I would appreciate if someone can give me help with the following problem:
Find all solution $u(x, y)$ for $$ \left\{ \begin{array}{ll} u_y=F(u_x) \\ u(x, 0)=h(x) \end{array} \right., $$ where $F$ and $h$ are suitable functions such that problem makes sense.
There is a hint for this: the solution has the form $u=F(p)-pF'(p) +h(x+yF'(p))$, where $p$ is given implicit by $p=h'(x+yF'(p))$.
I have been working in for some days, but couldnt solve. Thanks for any help.
Differentiating the PDE w.r.t. $x$ gives $$ p_y = F(p)_x = F'(p) p_x , $$ where $p=u_x$. Let us follow the method of characteristics for the scalar conservation law $p_y-F'(p) p_x=0$. Thus,
$\frac{\text d y}{\text d t} = 1$, letting $y(0)=0$, we know $y=t$.
$\frac{\text d p}{\text d t} = 0$, letting $p(0)=h'(x_0)$, we know that $p = h'(x_0)$ is constant along characteristics.
$\frac{\text d x}{\text d t} = -F'(p)$, letting $x(0)=x_0$, we know that the characteristics $x = x_0 - y F'(p)$ are straight lines in the $x$-$y$ plane.
The latter rewrites as $x_0 = x + y F'(p)$. Thus, using $p = h'(x_0)$, we get $$ p = h'(x + y F'(p)) \, . $$ Let us compute the evolution of $u(x,y)$ along characteristics $$ \frac{\text d u}{\text d t} = u_y \frac{\text d y}{\text d t} + u_x \frac{\text d x}{\text d t} = F(p) - p F'(p) \, , $$ which is a constant.
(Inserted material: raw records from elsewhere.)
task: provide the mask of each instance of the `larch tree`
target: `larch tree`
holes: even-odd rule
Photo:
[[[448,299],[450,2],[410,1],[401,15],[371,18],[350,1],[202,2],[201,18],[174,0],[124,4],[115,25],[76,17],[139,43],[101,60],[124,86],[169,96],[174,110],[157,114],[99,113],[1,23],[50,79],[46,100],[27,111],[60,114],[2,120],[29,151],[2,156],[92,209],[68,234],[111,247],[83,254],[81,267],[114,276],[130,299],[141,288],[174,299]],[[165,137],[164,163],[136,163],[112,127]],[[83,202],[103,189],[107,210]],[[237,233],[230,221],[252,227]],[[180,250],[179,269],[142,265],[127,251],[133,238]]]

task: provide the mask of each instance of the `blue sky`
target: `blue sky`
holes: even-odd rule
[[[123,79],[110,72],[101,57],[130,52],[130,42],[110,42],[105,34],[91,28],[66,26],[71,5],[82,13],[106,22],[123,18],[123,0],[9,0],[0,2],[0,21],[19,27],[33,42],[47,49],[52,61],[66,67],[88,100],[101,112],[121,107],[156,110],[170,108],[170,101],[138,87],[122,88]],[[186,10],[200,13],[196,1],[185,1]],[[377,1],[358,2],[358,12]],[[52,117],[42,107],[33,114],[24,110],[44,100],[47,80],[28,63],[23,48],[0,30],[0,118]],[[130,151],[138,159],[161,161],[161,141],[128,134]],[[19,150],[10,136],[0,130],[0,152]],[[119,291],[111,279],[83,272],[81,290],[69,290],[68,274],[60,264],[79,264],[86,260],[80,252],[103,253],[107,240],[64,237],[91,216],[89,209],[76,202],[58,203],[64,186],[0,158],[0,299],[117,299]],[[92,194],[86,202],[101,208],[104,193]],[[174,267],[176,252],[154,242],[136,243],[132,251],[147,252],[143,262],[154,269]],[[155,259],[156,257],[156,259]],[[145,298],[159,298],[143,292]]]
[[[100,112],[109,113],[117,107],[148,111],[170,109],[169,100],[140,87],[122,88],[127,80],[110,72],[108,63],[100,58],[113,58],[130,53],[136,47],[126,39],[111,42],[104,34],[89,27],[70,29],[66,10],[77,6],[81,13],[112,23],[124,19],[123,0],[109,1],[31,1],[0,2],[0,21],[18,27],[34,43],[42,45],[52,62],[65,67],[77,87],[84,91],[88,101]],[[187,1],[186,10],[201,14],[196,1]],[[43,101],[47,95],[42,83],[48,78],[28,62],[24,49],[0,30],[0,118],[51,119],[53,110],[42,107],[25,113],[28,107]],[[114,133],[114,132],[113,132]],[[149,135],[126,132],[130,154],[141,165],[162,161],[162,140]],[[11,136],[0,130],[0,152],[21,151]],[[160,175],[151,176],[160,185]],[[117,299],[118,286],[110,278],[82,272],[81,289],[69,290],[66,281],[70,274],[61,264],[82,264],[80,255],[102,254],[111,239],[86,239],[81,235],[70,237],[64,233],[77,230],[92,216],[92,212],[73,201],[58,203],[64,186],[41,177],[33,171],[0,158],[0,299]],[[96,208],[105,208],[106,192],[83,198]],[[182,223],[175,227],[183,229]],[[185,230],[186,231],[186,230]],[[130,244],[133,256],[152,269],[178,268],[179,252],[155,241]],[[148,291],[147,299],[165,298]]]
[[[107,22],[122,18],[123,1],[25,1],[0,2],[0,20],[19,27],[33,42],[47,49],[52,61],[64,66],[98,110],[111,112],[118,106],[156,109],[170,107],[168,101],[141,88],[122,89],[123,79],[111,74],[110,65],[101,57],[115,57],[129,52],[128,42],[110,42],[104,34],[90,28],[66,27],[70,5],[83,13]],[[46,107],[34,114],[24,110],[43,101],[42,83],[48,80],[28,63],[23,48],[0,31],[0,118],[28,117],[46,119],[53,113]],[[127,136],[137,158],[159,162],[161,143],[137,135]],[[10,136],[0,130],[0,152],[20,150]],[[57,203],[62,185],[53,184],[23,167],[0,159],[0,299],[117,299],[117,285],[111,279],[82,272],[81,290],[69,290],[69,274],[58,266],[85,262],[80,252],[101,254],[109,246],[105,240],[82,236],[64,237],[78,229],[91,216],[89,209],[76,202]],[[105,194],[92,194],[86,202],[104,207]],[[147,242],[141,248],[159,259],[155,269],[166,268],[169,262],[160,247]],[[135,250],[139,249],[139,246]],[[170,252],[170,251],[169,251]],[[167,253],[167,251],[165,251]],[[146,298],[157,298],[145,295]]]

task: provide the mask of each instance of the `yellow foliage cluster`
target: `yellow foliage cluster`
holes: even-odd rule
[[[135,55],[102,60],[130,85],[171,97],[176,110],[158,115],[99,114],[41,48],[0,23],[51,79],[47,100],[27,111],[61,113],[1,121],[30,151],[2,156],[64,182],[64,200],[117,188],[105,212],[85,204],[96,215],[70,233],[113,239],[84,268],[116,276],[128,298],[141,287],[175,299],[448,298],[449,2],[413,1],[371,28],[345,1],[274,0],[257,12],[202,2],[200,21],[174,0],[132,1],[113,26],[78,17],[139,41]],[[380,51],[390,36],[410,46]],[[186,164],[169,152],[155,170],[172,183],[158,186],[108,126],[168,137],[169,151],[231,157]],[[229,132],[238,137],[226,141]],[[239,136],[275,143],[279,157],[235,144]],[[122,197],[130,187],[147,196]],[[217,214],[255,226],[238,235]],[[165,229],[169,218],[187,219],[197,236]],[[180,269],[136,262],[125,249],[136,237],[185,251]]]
Integrating the previous identity w.r.t. $t=y$ gives $u = (F(p) - p F'(p)) t + h(x_0)$, i.e. $$ u = (F(p) - p F'(p)) y + h(x + y F'(p)) \, . $$ Note that there must be a mistake in OP, since the proposed solution for $u$ does not satisfy the initial condition.